Фольгин попрощался и вышел. Слово «демотиватор» он недолюбливал, мысленно заменяя его словом killjoy. Оставшись в одиночестве, Жменькин посидел еще минутку в заторможенном созерцании ручки, затем вынул из ящика стола ароматизатор в форме Don’t disturb pad с игривой надписью «Sex — это наша работа», встал и прикрепил его к ручке на внешней стороне двери, после чего заперся изнутри и вернулся за стол. Проделано это было из чуть ли не самоуничижительной страсти к самоиронии.

«Бууууууу, — подумал Жменькин. — Девку-то ту взяли, самогоном облили и подожгли… в новостях передавали. Ааааа все же пы-пы-пы… например, взять, себя бензином облить прямо здесь, и пождечься, ради каламбура: сгорел на работе. Только ради каламбура. Да нет, не стоит каламбур таких мммм…. мучений».

Жменькин зевнул, положил подбородок на стол и придвинул к себе девятомайского «Терьера».


Знамя над городом


По доброй традиции, активисты молодежного движения

Знамя, огромное и красное, поднялось над городом, как скатерть над столом, и стремительно всех накрыло. И он, Жменькин, выбежавший на улицу, оказался знаменем накрыт и в знамя укутан. И лежал на брусчатке, укутанный в знамя, как младенец, и смотрел безучастно на ускользавших из поля зрения людей. Мимо ползло какое-то светлое насекомое с крылышками, продолговатое, похожее на рисинку; Жменькин его не опознал. Клубника из пластмассовых ведер просыпалась и запрыгала по брусчатке мячиками, пам, пам, все мимо Жменькина: Жменькин только рот разинул. Ссохшаяся, мумиеобразная бабка наклонилась эту клубнику подбирать, беспрестанно перекрещиваясь, перекрещивая Жменькина и клубнику. Подняла, подула на ягоды фууу фууу. И мы под знаменем лежим, утертые, прикрыты им. Рядом со Жменькиным приятель какой-то по-турецки сел. Мы были под знаменем, но были с этой стороны, видели знамины внутренности, знамин кишечник, знамину изнанку. Омерзительный натурализм бестелесного символа, чужого и далекого. С той стороны — какое оно с той стороны? Мы будто дети, спрятавшиеся под стол и накрывшиеся одеялом, как в том рассказе, играем в трех поросят, посмотри, мы и есть поросята, мы уже не играем. Приятель тоном авантюриста предлагает:

«Может быть, нам съездить в Америку?». Только видишь, какая штука, с нами поедет твой враг, ведь он наш лучший друг, но тут уж либо с врагом, либо вообще никуда не едем. А не поехать ли в Америку, правда? Ведь мне уже даввввно пора.

2.Рука человеческая

У молодого учителя русского языка и литературы Романа Мизинцева болел зуб. Вообще, у него много чего болело, но в последнее время больше всего мучил зуб. Это уже не пульпит, это уже хуже, это пародонтит, сказали ему в стоматологии. Сказали, и посверлили там чего-то, при этом запах стоял такой, что если бы остался хоть еще один святой, то его непременно надо было бы вынести. Плохая аллегория, но этот запах гноя вытерпеть едва ли не сложнее, чем саму зубную боль, когда невозможно есть, спать, смотреть телевизор, весь ты сузился до этого зуба, вся душа ушла в него, и кроме боли как будто ничего и не существовало.

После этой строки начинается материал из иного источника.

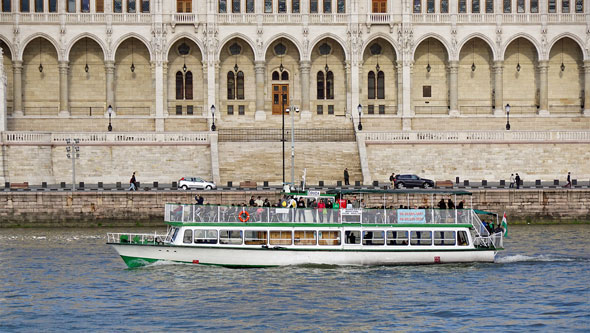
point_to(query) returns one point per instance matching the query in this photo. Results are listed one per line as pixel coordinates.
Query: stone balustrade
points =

Короче, врачи посверлили и сказали приеде класть в дупло вату, а после еды вату вынимать и рот полоскать содой. А потом идти за временной пломбой. И все было хорошо до пломбы. Мизинцеву переставили уже четыре временные пломбы, и всякий раз их приходилось убирать из-за обострявшейся боли: с каждым разом все хуже, все больнее, поэтому он решил заскочить к школьному зубному (да, в той школе был свой стоматологический кабинет, и психолог свой был), чтобы с пломбой окончательно покончить, и хоть до конца своих лет толкать в дупло вату, лишь бы боль не терпеть.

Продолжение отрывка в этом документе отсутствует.